If we get a valid expression, we get a solution that evaluates to 24. Otherwise, no solution is possible and we move on to the next possible operator for op3.
b. Let’s assume op3 to be division (/).
This tells us that the expression (a op1 b) op2 c should evaluate to 24 multiplied by d. Hence, we call solve to get a solution for (a op1 b) op2 c , setting input number as 0abc and target as 24 * d.
If we get a valid expression, we get a solution that evaluates to 24. Otherwise, no solution is possible and we move on to the next possible operator for op3.

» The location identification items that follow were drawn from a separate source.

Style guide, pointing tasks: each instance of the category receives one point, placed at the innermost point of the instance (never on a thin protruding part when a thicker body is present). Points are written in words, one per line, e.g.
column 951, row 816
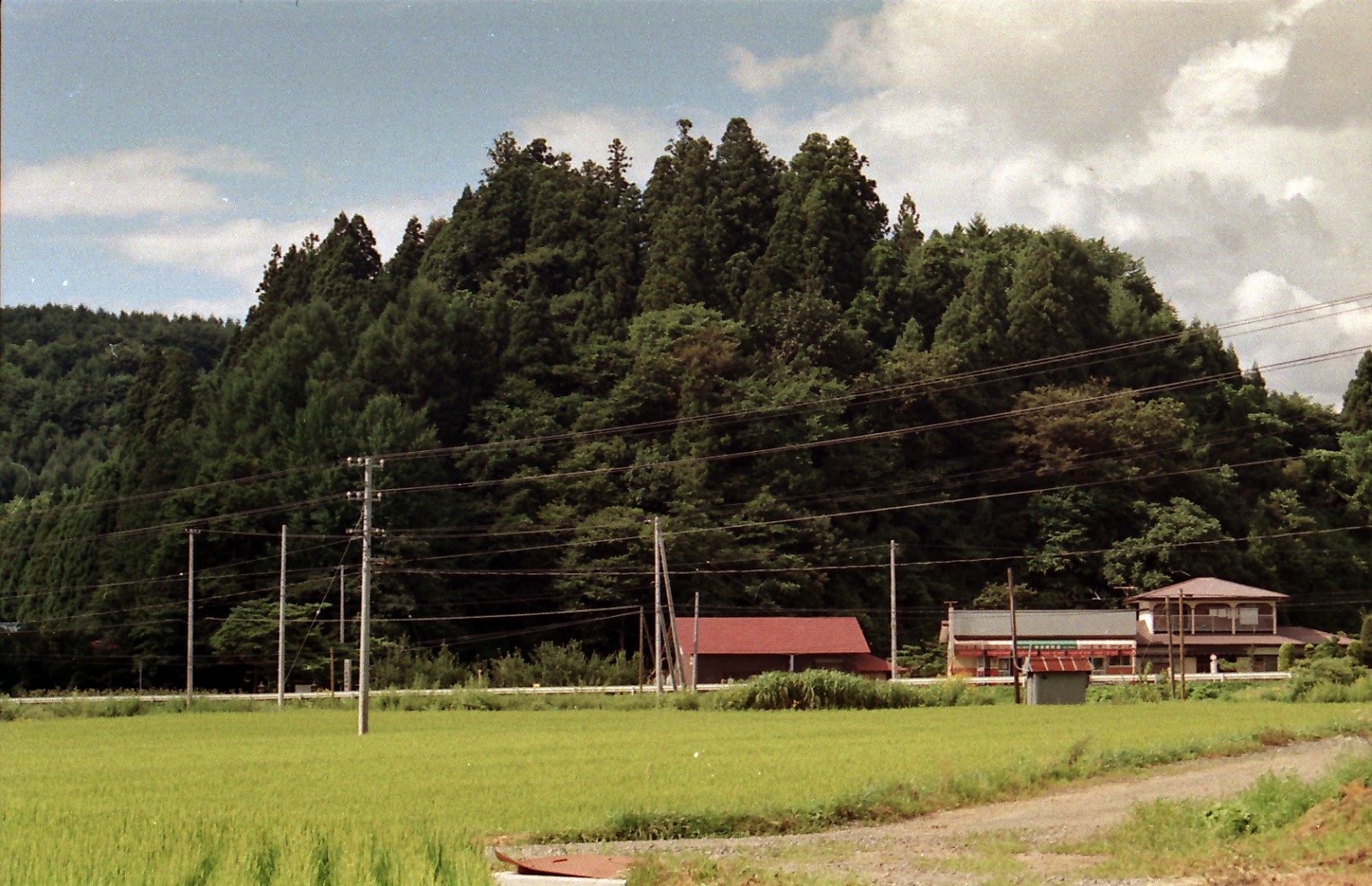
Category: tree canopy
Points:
column 747, row 349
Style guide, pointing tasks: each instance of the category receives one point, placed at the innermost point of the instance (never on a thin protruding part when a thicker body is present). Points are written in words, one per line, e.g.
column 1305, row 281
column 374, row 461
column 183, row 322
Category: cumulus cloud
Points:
column 162, row 180
column 1225, row 144
column 238, row 249
column 1273, row 310
column 586, row 135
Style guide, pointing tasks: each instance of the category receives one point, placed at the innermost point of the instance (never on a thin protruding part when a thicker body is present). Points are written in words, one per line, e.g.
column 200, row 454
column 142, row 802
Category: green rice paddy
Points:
column 298, row 797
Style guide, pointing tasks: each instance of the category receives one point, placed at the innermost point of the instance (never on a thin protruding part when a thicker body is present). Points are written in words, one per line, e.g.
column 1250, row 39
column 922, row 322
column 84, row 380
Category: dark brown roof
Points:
column 1057, row 664
column 1209, row 588
column 1297, row 636
column 778, row 636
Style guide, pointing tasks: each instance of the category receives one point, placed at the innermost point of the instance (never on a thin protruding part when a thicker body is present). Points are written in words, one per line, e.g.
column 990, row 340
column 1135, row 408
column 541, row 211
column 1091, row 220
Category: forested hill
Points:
column 65, row 373
column 748, row 349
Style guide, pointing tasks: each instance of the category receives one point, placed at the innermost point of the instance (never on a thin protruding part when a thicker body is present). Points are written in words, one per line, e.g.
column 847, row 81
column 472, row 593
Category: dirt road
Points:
column 929, row 849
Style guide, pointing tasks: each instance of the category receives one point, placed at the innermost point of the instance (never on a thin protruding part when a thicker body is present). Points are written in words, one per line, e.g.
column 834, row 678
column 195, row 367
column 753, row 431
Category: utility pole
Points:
column 657, row 609
column 674, row 643
column 694, row 647
column 1182, row 639
column 1014, row 632
column 190, row 615
column 1172, row 658
column 892, row 609
column 364, row 650
column 280, row 631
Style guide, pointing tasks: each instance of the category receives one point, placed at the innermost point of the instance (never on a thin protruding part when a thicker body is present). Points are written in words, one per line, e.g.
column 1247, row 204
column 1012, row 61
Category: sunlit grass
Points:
column 297, row 796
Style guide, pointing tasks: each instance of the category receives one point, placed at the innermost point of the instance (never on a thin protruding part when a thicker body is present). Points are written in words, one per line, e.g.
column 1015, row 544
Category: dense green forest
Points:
column 749, row 349
column 65, row 373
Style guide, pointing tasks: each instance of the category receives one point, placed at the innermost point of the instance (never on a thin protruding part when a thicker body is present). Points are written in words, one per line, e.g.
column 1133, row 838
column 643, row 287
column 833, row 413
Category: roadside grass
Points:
column 1278, row 830
column 954, row 787
column 295, row 796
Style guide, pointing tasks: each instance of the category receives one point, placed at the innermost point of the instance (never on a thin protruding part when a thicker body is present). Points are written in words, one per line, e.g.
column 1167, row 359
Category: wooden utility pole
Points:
column 1014, row 632
column 280, row 631
column 674, row 643
column 190, row 615
column 892, row 609
column 364, row 652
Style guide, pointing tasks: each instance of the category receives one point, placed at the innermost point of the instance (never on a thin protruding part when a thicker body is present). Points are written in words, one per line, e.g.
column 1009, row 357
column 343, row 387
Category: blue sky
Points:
column 154, row 151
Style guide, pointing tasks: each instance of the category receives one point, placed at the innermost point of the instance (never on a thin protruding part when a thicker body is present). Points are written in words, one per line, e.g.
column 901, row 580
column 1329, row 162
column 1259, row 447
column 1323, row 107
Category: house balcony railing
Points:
column 1213, row 625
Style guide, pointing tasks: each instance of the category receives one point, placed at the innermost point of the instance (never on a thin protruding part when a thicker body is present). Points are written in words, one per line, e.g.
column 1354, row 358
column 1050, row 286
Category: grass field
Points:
column 297, row 796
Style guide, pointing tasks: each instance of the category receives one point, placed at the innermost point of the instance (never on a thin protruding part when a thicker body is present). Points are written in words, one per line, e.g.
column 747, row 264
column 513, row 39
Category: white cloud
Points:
column 1224, row 81
column 755, row 76
column 121, row 184
column 1308, row 330
column 586, row 135
column 1176, row 131
column 236, row 250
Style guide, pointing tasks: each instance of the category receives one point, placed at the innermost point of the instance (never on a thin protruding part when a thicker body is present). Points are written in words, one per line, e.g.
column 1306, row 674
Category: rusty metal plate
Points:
column 587, row 867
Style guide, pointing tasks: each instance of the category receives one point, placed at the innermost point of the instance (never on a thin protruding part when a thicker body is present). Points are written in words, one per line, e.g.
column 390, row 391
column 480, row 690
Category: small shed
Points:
column 1057, row 680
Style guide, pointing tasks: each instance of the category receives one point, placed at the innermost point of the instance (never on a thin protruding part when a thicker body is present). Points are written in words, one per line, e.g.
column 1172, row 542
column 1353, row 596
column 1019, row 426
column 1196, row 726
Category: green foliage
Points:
column 821, row 690
column 742, row 349
column 570, row 664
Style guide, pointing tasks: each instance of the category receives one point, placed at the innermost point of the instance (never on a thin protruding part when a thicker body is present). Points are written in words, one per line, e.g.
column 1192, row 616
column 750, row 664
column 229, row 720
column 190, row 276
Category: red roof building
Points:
column 736, row 649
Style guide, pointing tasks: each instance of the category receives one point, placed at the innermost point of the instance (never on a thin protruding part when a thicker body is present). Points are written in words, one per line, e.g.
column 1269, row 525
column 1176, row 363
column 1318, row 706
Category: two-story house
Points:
column 1213, row 621
column 1219, row 623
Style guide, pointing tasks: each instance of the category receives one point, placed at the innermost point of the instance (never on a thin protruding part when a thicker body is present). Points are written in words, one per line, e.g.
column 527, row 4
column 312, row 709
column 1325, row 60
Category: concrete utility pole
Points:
column 694, row 647
column 892, row 609
column 1014, row 632
column 1182, row 639
column 364, row 650
column 280, row 631
column 657, row 609
column 190, row 615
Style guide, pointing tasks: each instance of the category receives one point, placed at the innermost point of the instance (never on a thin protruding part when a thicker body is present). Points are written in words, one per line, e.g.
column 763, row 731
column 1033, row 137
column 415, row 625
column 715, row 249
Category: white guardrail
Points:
column 607, row 690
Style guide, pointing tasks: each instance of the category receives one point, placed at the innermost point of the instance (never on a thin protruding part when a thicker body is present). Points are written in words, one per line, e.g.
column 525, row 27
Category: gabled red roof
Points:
column 774, row 636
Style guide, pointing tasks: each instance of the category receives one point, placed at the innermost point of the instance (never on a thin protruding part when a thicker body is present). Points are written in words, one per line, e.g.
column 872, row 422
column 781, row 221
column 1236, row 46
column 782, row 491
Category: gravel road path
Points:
column 929, row 849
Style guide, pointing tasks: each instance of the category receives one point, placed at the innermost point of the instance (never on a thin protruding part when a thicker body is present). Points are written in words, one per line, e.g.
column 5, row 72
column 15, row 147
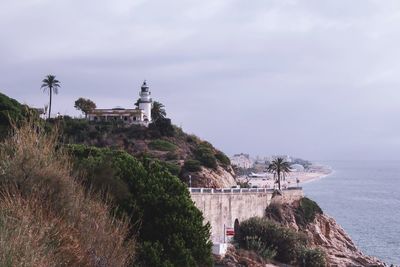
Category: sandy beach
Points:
column 314, row 173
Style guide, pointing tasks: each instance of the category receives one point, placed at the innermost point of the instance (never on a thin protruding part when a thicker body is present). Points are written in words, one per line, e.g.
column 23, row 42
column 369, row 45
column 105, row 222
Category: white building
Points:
column 140, row 115
column 242, row 161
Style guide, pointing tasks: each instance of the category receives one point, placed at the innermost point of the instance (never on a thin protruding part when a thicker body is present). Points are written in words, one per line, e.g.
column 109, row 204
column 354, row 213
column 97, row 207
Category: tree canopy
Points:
column 170, row 227
column 158, row 111
column 84, row 105
column 51, row 84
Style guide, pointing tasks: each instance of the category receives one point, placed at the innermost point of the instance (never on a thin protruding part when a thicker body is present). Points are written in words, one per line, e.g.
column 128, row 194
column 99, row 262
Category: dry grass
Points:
column 46, row 219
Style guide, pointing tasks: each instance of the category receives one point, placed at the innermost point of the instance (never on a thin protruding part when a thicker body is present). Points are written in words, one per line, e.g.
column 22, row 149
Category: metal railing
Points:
column 197, row 190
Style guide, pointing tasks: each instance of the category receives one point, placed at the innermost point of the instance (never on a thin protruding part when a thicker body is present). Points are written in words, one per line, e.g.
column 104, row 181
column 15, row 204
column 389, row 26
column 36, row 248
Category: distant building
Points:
column 140, row 115
column 242, row 161
column 297, row 168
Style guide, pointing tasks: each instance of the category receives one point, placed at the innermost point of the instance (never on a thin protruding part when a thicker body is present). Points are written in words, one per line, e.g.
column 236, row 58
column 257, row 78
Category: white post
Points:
column 224, row 234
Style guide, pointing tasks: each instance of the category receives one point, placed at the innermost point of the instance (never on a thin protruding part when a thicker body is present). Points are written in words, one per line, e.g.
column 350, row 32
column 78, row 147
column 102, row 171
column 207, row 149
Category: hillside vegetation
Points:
column 80, row 199
column 46, row 218
column 169, row 226
column 182, row 153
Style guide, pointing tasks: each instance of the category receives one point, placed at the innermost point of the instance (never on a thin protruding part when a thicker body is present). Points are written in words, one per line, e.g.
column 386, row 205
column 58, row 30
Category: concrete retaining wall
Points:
column 224, row 208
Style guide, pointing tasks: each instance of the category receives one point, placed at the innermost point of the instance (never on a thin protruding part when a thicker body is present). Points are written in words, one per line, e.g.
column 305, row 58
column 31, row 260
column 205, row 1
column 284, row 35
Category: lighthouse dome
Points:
column 145, row 87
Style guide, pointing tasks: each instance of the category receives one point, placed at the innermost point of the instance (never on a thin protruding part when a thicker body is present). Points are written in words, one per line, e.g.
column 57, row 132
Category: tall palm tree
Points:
column 51, row 84
column 279, row 167
column 158, row 111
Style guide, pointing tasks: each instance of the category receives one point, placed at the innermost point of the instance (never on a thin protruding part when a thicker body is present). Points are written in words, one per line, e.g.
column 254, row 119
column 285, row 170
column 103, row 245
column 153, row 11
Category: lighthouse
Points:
column 145, row 102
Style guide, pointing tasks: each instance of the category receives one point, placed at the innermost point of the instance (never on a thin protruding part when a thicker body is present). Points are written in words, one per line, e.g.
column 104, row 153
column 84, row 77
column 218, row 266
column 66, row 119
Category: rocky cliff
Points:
column 324, row 233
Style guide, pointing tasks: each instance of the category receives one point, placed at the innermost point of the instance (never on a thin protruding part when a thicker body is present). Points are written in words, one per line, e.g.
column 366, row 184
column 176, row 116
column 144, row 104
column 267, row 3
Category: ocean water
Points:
column 364, row 198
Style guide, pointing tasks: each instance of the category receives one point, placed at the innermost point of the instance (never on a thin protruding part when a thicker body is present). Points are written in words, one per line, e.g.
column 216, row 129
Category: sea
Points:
column 364, row 198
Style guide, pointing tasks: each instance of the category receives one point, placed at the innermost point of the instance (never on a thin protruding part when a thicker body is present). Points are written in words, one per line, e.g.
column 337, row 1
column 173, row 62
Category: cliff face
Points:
column 325, row 233
column 219, row 178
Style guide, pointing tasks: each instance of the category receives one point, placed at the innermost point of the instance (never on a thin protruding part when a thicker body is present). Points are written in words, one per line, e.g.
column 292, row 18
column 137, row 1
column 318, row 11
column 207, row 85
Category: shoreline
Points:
column 310, row 176
column 315, row 173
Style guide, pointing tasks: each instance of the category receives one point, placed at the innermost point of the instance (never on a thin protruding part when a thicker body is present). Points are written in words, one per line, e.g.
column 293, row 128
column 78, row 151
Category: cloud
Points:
column 310, row 78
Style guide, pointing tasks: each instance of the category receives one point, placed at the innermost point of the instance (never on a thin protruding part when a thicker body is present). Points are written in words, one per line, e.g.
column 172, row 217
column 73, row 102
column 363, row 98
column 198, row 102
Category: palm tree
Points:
column 158, row 111
column 51, row 84
column 279, row 167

c. Let’s assume op3 to be subtraction (-).
This tells us that the expression (a op1 b) op2 c should evaluate to 24 + d. Hence, we call solve to get a solution for (a op1 b) op2 c, setting input number as 0abc and target as 24 + d.
If we get a valid expression, we get a solution that evaluates to 24. Otherwise, no solution is possible and we move on to the next possible operator for op3.
c. Let’s assume op3 to be addition (+).
This tells us that the expression (a op1 b) op2 c should evaluate to 24 - d. Hence, we call solve to get a solution for (a op1 b) op2 c, setting input number as 0abc and target as 24 - d.
If we get a valid expression, we get a solution that evaluates to 24. Otherwise, no solution is possible.
If Steps 2 and 3 don’t yield a solution, then we have checked for all possibilities and no solution exists for given number abcd that evaluates to 24.